No solo se trata a los informantes como peones desechables, dijo, sino que la inmunidad calificada ha hecho que sea muy difícil procesar a la policía cuando las cosas se descarrilan.

«Por razones de sentido común y humanidad, la policía debe tomar precauciones simples y obvias para proteger a sus informantes», dijo Natapoff, «pero ninguna ley les obliga a hacerlo».

Con pocas excepciones, los estados han tardado en rastrear o regular el uso de informantes por parte de las fuerzas del orden público, incluso después de descuidos de alto perfil. En 2009, los legisladores de Florida aprobaron la Ley de Rachel, la primera legislación integral del país que rige el uso de informantes, después de la muerte a tiros de Rachel Hoffman, de 23 años, en relación con una redada de drogas encubierta para la policía de Tallahassee. Entre otras cosas, la ley requiere que la policía considere el «riesgo de daño físico» del informante.

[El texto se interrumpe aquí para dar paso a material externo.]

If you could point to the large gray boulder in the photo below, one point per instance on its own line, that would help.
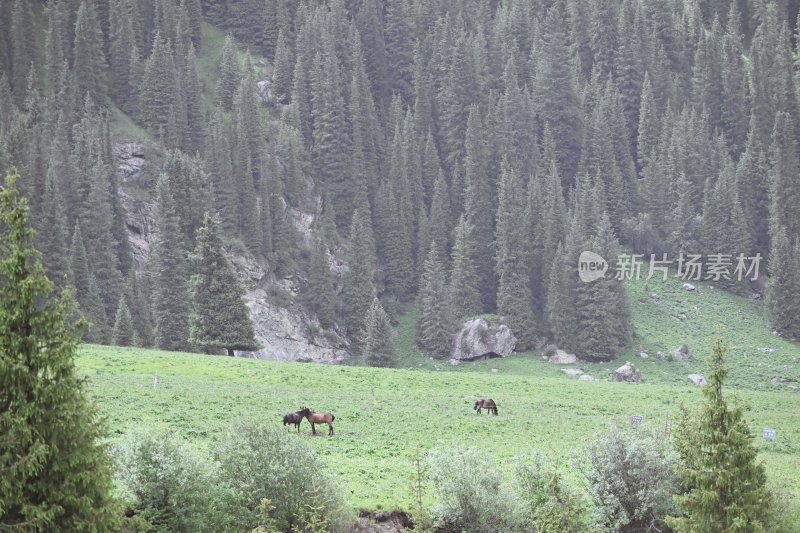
(479, 339)
(560, 357)
(627, 373)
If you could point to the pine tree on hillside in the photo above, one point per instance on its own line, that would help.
(219, 318)
(123, 333)
(169, 274)
(318, 294)
(378, 342)
(87, 295)
(158, 89)
(56, 473)
(464, 297)
(358, 285)
(434, 327)
(88, 57)
(514, 255)
(724, 488)
(229, 75)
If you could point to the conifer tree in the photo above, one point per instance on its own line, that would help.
(229, 74)
(514, 255)
(123, 333)
(463, 293)
(358, 286)
(434, 328)
(219, 318)
(86, 292)
(723, 485)
(318, 294)
(169, 274)
(379, 346)
(158, 88)
(56, 472)
(88, 57)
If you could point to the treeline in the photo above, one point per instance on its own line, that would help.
(468, 151)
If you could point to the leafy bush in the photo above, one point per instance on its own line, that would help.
(631, 476)
(549, 504)
(168, 488)
(470, 493)
(259, 462)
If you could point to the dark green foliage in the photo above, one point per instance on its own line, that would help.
(123, 333)
(169, 274)
(723, 487)
(258, 461)
(229, 74)
(463, 292)
(358, 286)
(434, 327)
(378, 341)
(219, 316)
(56, 474)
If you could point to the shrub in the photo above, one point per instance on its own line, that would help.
(169, 488)
(549, 503)
(631, 476)
(259, 462)
(470, 493)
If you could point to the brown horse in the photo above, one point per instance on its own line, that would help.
(317, 418)
(292, 418)
(489, 405)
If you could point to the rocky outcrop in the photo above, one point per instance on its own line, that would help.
(560, 357)
(291, 335)
(479, 339)
(284, 331)
(627, 373)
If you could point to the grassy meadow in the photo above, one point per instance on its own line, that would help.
(383, 415)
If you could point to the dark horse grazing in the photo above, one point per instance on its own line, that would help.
(293, 418)
(489, 405)
(317, 418)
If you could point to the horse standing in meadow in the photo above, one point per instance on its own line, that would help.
(317, 418)
(488, 404)
(293, 418)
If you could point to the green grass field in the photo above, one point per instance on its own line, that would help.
(382, 415)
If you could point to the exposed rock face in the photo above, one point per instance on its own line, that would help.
(627, 373)
(284, 332)
(697, 379)
(563, 358)
(478, 339)
(681, 353)
(572, 372)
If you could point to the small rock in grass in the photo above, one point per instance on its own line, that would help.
(697, 379)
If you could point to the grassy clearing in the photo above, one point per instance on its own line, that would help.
(382, 415)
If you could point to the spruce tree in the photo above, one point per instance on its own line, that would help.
(378, 342)
(434, 327)
(318, 294)
(56, 473)
(219, 318)
(358, 286)
(169, 274)
(123, 333)
(229, 74)
(463, 291)
(724, 488)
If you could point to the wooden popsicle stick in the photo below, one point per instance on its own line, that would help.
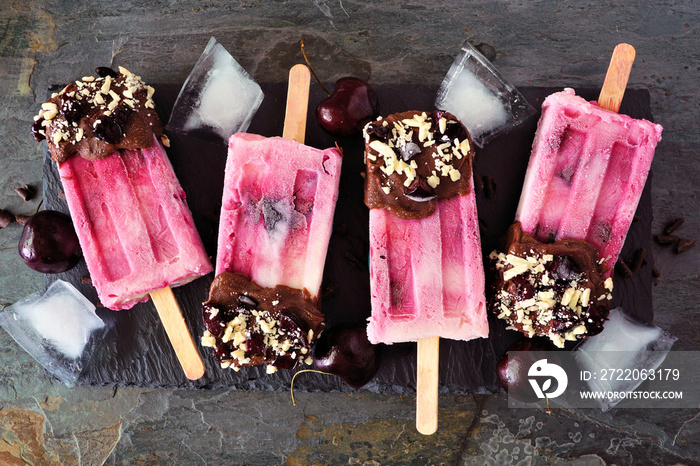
(427, 385)
(297, 103)
(616, 78)
(178, 333)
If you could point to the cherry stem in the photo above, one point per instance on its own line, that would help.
(308, 63)
(291, 387)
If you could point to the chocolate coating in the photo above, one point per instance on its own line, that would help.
(441, 156)
(536, 300)
(95, 117)
(290, 316)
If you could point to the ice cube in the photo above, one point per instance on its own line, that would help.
(56, 328)
(476, 93)
(218, 96)
(623, 344)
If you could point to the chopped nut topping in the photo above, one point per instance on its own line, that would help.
(540, 294)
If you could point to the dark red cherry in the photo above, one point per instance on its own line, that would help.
(344, 350)
(48, 243)
(352, 105)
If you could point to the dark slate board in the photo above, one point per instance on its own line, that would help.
(136, 352)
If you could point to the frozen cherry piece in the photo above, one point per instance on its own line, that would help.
(37, 128)
(513, 369)
(352, 105)
(104, 71)
(48, 243)
(345, 351)
(420, 191)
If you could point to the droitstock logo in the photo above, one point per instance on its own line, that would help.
(542, 373)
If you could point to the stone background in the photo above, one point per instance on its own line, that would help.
(536, 43)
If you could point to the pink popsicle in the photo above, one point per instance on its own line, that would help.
(426, 271)
(586, 173)
(277, 211)
(134, 226)
(276, 222)
(427, 276)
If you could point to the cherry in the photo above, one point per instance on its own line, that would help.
(513, 369)
(344, 350)
(352, 105)
(48, 242)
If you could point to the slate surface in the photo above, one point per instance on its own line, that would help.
(136, 352)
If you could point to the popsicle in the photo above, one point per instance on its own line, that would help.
(276, 222)
(586, 173)
(128, 208)
(426, 272)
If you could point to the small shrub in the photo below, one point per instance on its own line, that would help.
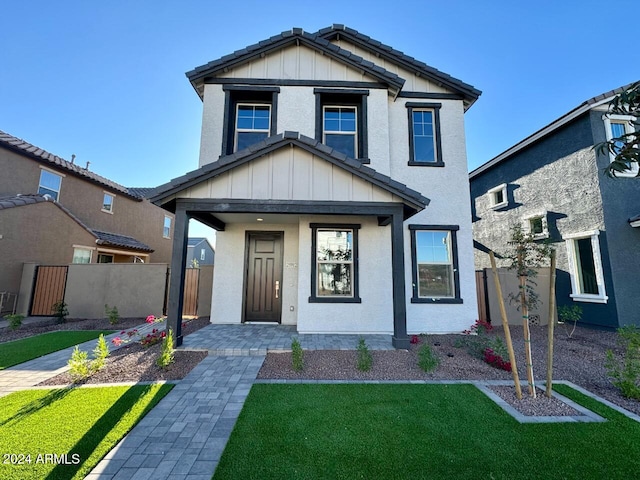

Ninguno de los agentes que organizaron la compra encubierta de Luisiana ha sido sancionado, dijo el alguacil, y no se le ha pedido a ninguna otra agencia de aplicación de la ley que revise el manejo del caso. Un portavoz del Departamento de Policía de Alexandria dijo que la agencia no estaba al tanto de la agresión sexual, a pesar de que supuestamente ocurrió en la ciudad y el sospechoso Jones tiene un extenso historial criminal que data de 1992, incluidas condenas en el vecino Mississippi por robo, auto robos, asalto agravado y distribución de drogas.

Jones debe ir a juicio el 17 de octubre, luego de rechazar una oferta de declaración de culpabilidad de los fiscales. Su abogado se negó a comentar.

El mes pasado, como AP informó la historia, los fiscales sin explicación redujeron los cargos de Jones de violación forzada en segundo grado a violación en tercer grado, o violación simple, reduciendo drásticamente el tiempo que podría pasar tras las rejas hasta que fuera declarado culpable.

Los fiscales no respondieron a las solicitudes de comentarios sobre por qué se redujeron los cargos o por qué se acusó a la informante de delitos relacionados con las drogas, incluso después de su cooperación en el desafortunado operativo.

Semanas antes de que se retiraran los cargos, el fiscal de distrito de Rapides Parish, Phillip Terrell, defendió el manejo del caso por parte de los agentes y le dijo a AP que «no hay nada en mi expediente que indique que las fuerzas de la orden han hecho algo malo». La perspectiva de que un informante fuera atacado «no pasó por sus mentes», dijo el fiscal de distrito, y agregó que estaba «seguro de que desearían que no hubiera sucedido».

“Nunca pensaron en eso, y si hubieran sabido que estaba sucediendo, definitivamente lo habrían detenido”, dijo Terrell. «Una de sus grandes preocupaciones ahora es la seguridad del informante confidencial».